Current Research Projects
Detector Team (Sponsored by Defense Threat Reduction Agency (DTRA))
Researchers: Yuefeng Zhu PhD, Gianluigi De Geronimo PhD, Zhuo Chen, Matthew Petryk, Sara Abraham, and Damon Anderson
Digital Signal Processing (DSP) Application-Specific Integrated Circuit (ASIC)
Create an ASIC with on-board DSP capabilities.
H3D Digital (H3DD) ASIC
Create a low-noise ASIC with increased waveform readout capabilities.
Thermal Effects and Neutron Effects on CZT
Study the effect of crystal temperature on signal readout. Study the effect of neutron damage on the CZT crystal as well as potential lattice healing through high-temperature annealing.
NASA Balloon Project
In collaboration with Los Alamos National Laboratory (LANL), prepare a CZT detector system to measure space gamma rays from a high-altitude NASA balloon.
Super-MeV Gamma Ray Spectroscopy
Attempt to measure gamma rays over 1 MeV with CZT.
CZT Detector Efficiency
Determine the mechanism for CZT’s relatively low efficiency.
Large CZT detector
Characterize the world’s largest CZT detector at 4 x 4 x 1.5 cm.

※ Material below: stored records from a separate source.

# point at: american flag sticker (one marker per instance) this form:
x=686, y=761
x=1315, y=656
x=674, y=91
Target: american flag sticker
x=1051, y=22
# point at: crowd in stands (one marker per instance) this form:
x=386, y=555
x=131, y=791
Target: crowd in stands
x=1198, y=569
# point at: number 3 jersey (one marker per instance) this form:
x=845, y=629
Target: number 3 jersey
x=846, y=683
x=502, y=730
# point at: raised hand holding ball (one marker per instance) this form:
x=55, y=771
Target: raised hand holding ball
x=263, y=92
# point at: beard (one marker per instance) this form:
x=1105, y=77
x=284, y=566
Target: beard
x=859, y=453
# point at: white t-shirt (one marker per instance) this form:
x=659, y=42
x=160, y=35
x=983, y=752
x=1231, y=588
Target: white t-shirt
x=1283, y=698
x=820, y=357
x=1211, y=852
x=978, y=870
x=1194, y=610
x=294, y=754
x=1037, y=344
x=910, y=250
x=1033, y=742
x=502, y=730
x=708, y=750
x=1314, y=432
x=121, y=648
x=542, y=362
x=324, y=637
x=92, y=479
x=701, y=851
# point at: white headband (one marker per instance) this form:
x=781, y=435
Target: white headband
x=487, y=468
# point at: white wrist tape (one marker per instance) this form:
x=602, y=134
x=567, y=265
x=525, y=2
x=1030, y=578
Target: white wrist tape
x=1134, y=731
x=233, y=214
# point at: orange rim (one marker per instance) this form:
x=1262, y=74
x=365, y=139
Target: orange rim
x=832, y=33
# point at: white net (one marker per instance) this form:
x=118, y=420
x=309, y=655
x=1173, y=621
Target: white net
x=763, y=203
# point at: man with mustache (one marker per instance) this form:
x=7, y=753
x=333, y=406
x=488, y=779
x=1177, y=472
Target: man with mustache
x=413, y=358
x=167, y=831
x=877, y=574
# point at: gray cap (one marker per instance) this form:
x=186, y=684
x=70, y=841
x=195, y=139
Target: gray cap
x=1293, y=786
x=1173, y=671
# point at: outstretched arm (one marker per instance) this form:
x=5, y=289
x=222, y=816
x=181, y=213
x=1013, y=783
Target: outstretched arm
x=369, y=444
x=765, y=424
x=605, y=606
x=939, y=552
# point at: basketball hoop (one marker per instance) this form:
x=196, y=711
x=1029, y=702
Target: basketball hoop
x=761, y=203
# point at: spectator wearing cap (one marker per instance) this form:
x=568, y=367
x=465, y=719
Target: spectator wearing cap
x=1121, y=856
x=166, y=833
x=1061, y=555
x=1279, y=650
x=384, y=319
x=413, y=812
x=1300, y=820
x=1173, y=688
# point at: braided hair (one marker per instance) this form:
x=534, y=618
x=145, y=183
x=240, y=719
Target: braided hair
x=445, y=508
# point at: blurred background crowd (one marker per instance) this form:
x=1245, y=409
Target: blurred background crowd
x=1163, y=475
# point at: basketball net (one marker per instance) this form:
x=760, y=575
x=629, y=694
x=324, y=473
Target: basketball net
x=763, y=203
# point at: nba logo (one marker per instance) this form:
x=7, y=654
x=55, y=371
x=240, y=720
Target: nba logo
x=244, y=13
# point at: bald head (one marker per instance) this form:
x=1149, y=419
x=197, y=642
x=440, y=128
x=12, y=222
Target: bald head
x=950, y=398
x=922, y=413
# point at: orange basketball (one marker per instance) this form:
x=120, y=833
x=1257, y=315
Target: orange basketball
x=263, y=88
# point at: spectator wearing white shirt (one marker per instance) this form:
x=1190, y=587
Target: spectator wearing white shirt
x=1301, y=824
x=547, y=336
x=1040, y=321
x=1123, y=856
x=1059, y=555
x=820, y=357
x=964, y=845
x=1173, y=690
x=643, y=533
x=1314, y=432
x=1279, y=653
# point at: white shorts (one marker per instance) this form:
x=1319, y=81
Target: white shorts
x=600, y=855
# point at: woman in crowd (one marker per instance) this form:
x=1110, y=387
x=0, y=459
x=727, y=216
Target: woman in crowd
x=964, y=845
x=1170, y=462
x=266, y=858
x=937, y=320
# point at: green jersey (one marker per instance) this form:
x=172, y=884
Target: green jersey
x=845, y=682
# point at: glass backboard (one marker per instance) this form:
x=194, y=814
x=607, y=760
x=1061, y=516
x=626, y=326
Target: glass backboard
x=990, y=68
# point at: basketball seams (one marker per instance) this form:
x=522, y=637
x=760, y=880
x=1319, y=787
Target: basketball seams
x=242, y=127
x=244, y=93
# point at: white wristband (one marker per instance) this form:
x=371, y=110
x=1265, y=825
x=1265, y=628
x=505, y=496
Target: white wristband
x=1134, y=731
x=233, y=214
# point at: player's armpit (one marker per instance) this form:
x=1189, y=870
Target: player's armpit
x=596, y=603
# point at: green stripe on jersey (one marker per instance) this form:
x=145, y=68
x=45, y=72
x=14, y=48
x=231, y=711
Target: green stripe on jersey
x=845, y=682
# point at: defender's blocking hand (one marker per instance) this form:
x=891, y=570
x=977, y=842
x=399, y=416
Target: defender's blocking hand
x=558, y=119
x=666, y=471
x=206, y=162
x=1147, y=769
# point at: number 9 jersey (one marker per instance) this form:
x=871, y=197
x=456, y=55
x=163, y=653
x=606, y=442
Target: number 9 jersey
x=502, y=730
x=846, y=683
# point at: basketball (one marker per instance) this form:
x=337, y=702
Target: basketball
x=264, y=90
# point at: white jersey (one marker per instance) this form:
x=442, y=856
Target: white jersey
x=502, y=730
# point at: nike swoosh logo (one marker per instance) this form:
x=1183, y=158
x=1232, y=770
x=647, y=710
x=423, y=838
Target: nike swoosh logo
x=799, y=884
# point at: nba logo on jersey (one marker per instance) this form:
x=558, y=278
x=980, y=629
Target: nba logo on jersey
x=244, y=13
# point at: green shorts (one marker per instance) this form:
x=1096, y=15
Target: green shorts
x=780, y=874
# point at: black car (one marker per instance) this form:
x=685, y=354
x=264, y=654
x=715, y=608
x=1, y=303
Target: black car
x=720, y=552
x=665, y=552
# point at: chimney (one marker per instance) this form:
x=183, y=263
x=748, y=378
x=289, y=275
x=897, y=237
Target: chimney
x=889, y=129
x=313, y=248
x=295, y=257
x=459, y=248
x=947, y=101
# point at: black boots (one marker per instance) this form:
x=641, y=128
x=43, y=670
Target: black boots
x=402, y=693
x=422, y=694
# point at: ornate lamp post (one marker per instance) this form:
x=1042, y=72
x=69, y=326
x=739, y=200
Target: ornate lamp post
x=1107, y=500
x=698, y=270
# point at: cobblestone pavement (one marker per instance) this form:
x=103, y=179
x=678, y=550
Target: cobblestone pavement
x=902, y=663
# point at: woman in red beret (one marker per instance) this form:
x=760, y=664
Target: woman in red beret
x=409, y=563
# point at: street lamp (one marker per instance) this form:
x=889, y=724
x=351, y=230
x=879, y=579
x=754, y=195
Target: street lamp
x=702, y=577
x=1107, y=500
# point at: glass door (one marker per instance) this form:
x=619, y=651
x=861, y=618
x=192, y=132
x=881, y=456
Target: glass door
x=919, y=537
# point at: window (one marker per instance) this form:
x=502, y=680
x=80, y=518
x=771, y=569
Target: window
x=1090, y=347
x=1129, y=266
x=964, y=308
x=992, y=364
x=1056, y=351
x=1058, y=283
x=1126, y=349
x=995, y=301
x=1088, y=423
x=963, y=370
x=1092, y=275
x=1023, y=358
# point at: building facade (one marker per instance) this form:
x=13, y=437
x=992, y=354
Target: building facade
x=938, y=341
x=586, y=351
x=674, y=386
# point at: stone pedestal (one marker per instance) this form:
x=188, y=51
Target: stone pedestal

Orion Digital 3-Dimensional Position-Sensitive CdZnTe Detectors
Our digital ASIC system is the newest generation of readout system to acquire the signals from CdZnTe detectors. It reads waveforms from 121 anode pixels plus 1 planar cathode via onboard preamplifiers. This lossless data acquisition provides much more information than just the peak amplitude and time provided by the older analog ASIC. This ASIC can achieve energy resolution of 0.41 % FWHM for single-pixel events and 0.58 % FWHM for all events combined at 662 keV with 3-MeV dynamic range. Furthermore, waveform tracking allows sub-pixel position resolution; we can achieve position resolution of 300 um or better at 662 keV. Waveforms also allow limited event identification, such as differentiating charge sharing and Compton scattering. We have also just scratched the surface in terms of this ASIC’s potential.
Gamma-Ray Imaging Team (Sponsored by NA-22, National Nuclear Security Administration (NNSA))
Researchers: Daniel Shy, Valerie Nwadeyi, and Alexander Rice
Filtered Back-projection (FBP), Maximum Likelihood Expectation Modeling (MLEM), and Time-Encoded Imaging (TEI).
Proton Range Verification
Use imaging techniques to verify proton range in tissue in order to precisely deliver dose during medical therapy.
Quantification of Nuclear Material Holdup
In collaboration with Justin Knowles PhD of Consolidated Nuclear Security, LLC and Y-12 National Security Complex, use imaging techniques to check for buildup on nuclear material in opaque pipes in order to prevent blockage.
Consortium for Monitoring, Technology, & Verification (MTV)
During July 2019, students Daniel Shy and Zhuo Chen and summer intern Brendan Huhlein conducted a week-long measurement campaign at Idaho National Laboratory.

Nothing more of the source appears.